Considerable overlap with ATD shows the chondroectodermal dysplasia Ellis-van Creveld (EVC) syndrome which is characterized by disproportionate short stature with acromesomelic shortening of limbs, short ribs, postaxial polydactyly, and dysplastic ectoderm-derived structures such as nails and teeth with oral frenulae [8]. About two thirds of all patients have a congenital heart defect, specifically abnormalities of atrial and atrioventricular septation. Autosomal recessive loss-of-function mutations in EVC and EVC2, located in a head-to-head configuration on chromosome 4p16, have been identified as causative in individuals affected with EVC. Both EVC genes have been shown to encode positive mediators of Hedgehog signal transduction and localize to the basal bodies of primary cilia. Allelic to EVC is the milder autosomal dominantly inherited phenotype Weyers acrodental dysostosis. Those patients usually carry a mutation in the last coding exon of EVC2 that lead to production of a truncated protein with potential gain-of-function characteristics [55].

The phenotype of individuals with ATD and EVC may overlap with that of patients with cranioectodermal dysplasia (CED, Sensenbrenner syndrome) characterized by dolichocephaly, rhizomelic dwarfism, ectodermal defects (sparse slowly growing hair, dental and nail hypo-/dysplasia), and tubulo-interstitial nephropathy which may lead to end-stage renal failure [42]. Mutations have been recently described for CED in three genes that all encode components of the intraflagellar transport (IFT43, IFT121, and IFT122) and are known to play a crucial role in the assembly and maintenance of primary cilia [24, 73] (Table 4).

We have learned that there is huge clinical variability in cilia-related disorders even within the same family. How is it possible that one sibling is profoundly affected, whereas another one shows only mild clinical features? Classical Mendelian inheritance patterns with single-locus allelism are insufficient to explain phenomena as variable expressivity and incomplete penetrance. It is rather likely that stochastic, epigenetic, and environmental factors modify the phenotype. Furthermore, oligogenic inheritance with variations across multiple sites influences the clinical outcome and is consistent with a “mutational load theory” [4]. Such “additional” alleles, so-called second-site modifiers, may exert an aggravating effect in an epistatic way and contribute to early and severe disease expression.

Next-generation sequencing (NGS) provides rapidly growing insight in these challenging issues and has significantly improved genetic diagnostics. Conventional (Sanger) sequencing facilities are expensive with very limited capacities and thus only allow for a stepwise approach dependent on mutation frequencies and the ethnic origin and phenotype of the patient. In case of parental consanguinity and in multiplex pedigrees with more than one affected child, linkage analysis with subsequent gene sequencing in case of compatible haplotypes might be an option. However, in the end, all of these conventional approaches are usually more cost- and time-intensive than a primary NGS-based approach that allows for massively parallel sequencing of all disease genes which may have to be discussed in patients of the ciliopathy spectrum. Given overlapping disease phenotypes and extensive allelism, it is more the rule than the exception that multiple, often dozens of genes, have to be considered to be disease-relevant in one of these patients.

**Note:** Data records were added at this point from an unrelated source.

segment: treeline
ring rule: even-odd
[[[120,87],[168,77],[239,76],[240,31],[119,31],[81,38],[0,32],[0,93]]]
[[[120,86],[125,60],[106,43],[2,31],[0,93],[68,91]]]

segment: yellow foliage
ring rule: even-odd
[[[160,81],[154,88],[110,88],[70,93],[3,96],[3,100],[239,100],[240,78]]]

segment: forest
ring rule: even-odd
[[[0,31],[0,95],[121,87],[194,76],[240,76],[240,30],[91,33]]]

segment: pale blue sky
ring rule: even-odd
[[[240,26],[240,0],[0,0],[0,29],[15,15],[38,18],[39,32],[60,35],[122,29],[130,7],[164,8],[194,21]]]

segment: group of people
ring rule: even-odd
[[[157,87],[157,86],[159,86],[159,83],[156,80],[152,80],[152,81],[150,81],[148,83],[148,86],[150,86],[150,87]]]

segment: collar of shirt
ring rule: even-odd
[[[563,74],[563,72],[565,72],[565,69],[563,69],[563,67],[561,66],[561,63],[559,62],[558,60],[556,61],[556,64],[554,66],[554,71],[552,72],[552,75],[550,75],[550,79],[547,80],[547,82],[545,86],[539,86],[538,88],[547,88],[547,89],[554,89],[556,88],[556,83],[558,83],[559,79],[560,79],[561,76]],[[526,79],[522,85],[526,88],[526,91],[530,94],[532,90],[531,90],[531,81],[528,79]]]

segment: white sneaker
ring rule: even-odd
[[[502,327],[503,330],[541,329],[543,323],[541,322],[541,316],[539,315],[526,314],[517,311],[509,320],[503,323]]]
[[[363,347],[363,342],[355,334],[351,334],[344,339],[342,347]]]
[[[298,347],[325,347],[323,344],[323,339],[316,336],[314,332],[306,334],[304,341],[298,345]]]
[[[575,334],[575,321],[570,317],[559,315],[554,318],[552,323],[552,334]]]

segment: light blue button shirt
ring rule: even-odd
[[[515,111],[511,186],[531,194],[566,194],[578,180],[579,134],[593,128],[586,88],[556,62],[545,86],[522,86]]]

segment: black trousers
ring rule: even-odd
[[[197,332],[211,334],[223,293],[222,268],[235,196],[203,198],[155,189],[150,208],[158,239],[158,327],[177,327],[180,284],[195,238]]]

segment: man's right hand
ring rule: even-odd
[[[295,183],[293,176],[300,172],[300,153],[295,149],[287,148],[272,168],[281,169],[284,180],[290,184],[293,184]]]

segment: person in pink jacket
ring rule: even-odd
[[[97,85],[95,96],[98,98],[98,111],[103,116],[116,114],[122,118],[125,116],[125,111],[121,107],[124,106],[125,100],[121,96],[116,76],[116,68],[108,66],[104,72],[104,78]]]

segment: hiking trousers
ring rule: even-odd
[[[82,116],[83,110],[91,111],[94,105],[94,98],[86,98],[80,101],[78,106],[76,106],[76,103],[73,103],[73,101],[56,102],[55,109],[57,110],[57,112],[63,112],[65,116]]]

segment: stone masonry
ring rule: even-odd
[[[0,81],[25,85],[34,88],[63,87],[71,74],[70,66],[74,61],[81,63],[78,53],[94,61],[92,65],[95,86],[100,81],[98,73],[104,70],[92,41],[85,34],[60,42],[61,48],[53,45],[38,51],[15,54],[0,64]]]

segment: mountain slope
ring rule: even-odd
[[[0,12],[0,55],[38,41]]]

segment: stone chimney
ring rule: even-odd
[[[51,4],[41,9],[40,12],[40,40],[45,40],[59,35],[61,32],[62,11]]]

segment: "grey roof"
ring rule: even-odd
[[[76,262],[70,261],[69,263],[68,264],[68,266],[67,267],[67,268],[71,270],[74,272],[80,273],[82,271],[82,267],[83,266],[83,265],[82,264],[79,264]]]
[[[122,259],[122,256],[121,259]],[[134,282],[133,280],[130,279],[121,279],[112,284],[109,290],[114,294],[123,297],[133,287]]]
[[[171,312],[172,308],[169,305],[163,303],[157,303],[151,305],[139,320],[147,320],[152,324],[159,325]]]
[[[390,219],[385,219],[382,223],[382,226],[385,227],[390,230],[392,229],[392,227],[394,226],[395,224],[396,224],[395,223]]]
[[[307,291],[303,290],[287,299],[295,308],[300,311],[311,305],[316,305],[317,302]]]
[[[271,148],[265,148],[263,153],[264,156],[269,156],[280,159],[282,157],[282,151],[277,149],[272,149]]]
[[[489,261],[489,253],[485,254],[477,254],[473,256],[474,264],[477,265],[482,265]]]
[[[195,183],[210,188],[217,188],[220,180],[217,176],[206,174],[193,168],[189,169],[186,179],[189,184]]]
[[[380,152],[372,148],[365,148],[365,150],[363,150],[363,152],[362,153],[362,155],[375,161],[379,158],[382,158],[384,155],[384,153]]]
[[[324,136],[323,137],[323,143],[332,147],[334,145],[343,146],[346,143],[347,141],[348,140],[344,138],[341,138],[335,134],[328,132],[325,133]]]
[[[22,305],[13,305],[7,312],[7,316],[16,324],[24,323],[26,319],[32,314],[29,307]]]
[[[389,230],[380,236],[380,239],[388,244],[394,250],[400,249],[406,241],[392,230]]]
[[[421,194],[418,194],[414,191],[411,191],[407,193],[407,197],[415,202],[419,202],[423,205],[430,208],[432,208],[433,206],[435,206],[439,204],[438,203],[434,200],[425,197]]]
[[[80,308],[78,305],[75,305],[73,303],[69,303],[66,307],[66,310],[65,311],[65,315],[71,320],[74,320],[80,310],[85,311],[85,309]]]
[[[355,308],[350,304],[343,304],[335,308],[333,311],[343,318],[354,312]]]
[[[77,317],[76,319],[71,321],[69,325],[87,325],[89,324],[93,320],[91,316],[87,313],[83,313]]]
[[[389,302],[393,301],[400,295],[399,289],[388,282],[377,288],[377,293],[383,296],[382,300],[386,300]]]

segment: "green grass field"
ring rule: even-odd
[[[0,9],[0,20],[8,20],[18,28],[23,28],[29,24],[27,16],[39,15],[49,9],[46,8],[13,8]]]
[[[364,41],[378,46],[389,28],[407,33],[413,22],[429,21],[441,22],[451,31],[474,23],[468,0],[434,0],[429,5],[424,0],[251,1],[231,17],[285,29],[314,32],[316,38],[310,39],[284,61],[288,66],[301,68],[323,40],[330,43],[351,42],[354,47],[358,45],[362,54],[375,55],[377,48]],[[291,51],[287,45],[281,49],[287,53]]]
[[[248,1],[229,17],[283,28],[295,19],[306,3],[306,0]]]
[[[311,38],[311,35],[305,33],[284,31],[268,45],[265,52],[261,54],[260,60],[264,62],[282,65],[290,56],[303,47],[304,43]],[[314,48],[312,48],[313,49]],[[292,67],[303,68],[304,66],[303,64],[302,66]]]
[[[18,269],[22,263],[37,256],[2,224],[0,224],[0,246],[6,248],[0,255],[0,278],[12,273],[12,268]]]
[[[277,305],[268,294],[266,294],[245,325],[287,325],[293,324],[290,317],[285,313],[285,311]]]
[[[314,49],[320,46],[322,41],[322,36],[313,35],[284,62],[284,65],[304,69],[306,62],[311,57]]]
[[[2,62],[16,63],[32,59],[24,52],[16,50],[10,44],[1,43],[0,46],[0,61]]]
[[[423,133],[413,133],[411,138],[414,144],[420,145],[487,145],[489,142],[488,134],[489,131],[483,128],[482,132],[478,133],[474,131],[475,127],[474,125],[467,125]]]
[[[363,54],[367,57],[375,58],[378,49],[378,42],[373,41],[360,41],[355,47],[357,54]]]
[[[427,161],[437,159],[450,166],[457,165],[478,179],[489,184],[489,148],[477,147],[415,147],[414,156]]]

The elucidation of molecular mechanisms that explain some of the phenotypic variability has important implications for the understanding of cilia-related disorders. It can be hypothesized that the altered dosage of disease proteins severely disturbs converging pathways, network integrity, and finally cell homeostasis [46, 58]. It is to be expected that similar findings describe a general disease concept not confined to ciliopathies and also apply for unexplained variable disease expression in other conditions called monogenic so far. Those aspects deserve increased attention in genetic counselling and the management of affected families.